Queer Atonality / Digital Feminism

check this:

By queer atonality we mean the notion that queerness can be abstracted to mean deviation as such, aleatoriness as such, or openness as such, and thus, through such extreme abstraction, queerness may be assigned as a proper monicker for biological and even ontological systems. In other words, if biology is that thing that works via difference and radical openness, then it is, by definition, queer. Or if ontology is a scenario of swerves and deviations, then it is, by definition, queer. As Rosenberg puts it, on the one hand “biology [is understood] as a kind of sheer queerness (or, aleatoriness),” and, on the other, matter “is coded as ontologically ‘queer.’”

But “do we truly want to be unleashed into pure aleatoriness?” wonders Rosenberg. Such is the Pyrrhic victory of queer atonality: “If queerness is nothing but the productive force of matter, then why continue to call it queer?” As a deviation from normality, queerness has typically carried a kind of ethical or political force simply by virtue of intervening and resisting. We’re here, we’re queer demands acknowledgement, and thus a disruption of bourgeois morality. In this sense, queer means essentially “queering.” As Nicholas de Villiers writes in his book on queer opacity, queering is a tactic aimed at appropriating, transforming, or deviating from a particular normative category. In this way, queer might have no ontological dimension per se, but rather might be defined as that thing unable to be integrated into existing symbolic economies, be they sexual or otherwise. But if today, following in the wake of the new queer metaphysics, matter and organic life themselves are queer, then the queer intervention becomes as atonal as anything else: the queerness of quantum superposition, the queerness of interspecies viral transfection, the queerness of non-carbon-based life forms. What started as a process of strategic intervention, has now congealed into a state of “sheer” queerness.

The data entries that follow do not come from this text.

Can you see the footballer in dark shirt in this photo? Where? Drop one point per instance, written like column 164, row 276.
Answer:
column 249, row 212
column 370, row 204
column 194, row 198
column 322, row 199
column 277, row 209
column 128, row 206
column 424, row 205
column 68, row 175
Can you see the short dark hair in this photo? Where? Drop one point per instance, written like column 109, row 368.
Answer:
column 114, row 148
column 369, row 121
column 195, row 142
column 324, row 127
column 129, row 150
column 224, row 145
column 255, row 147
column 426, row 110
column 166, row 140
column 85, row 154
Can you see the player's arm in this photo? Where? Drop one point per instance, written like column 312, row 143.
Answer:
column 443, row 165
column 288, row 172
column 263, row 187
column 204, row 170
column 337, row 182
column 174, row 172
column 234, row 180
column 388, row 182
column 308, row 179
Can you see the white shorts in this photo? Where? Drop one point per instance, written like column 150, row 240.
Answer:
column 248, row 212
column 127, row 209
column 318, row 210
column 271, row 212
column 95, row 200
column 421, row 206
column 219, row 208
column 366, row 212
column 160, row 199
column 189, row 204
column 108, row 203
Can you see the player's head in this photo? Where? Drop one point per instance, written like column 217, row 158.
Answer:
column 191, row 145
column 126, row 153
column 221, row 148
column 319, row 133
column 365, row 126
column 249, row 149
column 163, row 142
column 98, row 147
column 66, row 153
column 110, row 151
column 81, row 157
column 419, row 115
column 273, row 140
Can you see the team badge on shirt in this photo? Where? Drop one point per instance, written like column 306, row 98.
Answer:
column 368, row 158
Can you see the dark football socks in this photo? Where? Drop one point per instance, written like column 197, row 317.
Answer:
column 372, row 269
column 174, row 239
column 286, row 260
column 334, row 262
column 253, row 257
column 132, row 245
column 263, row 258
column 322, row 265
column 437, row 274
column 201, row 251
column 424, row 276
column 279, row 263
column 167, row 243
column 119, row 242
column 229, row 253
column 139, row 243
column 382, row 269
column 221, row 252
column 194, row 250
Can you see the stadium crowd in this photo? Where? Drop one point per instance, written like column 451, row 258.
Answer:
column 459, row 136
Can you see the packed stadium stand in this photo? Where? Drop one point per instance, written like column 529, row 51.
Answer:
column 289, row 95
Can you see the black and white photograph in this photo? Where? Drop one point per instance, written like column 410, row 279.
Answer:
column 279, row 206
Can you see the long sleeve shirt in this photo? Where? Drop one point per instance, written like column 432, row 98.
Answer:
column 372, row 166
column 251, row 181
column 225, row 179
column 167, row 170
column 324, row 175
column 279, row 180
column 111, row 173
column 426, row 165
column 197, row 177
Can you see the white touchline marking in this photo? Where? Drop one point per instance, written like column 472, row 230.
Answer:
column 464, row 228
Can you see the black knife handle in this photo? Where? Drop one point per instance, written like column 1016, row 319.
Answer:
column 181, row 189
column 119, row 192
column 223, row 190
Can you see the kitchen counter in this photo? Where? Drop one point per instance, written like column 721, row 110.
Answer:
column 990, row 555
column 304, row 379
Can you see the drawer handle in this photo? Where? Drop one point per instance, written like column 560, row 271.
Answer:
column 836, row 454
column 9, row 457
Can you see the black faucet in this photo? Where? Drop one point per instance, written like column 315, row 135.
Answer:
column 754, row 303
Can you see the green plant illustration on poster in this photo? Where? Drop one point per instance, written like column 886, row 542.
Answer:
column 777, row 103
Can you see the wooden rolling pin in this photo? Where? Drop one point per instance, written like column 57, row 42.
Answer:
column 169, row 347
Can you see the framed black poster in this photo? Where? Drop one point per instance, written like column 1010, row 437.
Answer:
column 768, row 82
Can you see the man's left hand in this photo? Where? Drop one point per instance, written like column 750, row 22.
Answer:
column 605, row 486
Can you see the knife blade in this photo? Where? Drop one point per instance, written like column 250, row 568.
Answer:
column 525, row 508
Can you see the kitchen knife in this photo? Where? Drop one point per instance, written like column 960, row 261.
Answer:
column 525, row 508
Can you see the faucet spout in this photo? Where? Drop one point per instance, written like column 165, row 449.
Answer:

Further, ontologizing queerness produces a number of secondary effects, not all of which we can discuss here. One important additional issue though–and this parallels some of my previous commentary on Catherine Malabou, whose work I find tremendously useful–is what might be called the “morality conundrum.” In short: if ontology is pure aleatoriness and if ontology has no particular political or moral valence, then, barring the kind of unmitigated nihilism that makes all politics impossible, one is obligated to graft on a secondary moral theory to supplement the primary ontological one. Consider Malabou: if all is plasticity, then how can an individual judge good plasticity from bad plasticity? By what criterion may we assert, with confidence, that capitalist precarity (one form of plasticity) is odious, while neuronal adaptiveness (another form of plasticity) is not? Such is the curious irony of queer atonality. What began as a movement that, in part, sought to purge itself of the priggish prejudices of sexual moralism, and the bigotry and oppression that goes with it, must now author its own treatise on morality! Having been elevated to the level of being, queer theory must demonstrate its own deviation from being. Having been neutralized, queerness must now un-neutralize itself.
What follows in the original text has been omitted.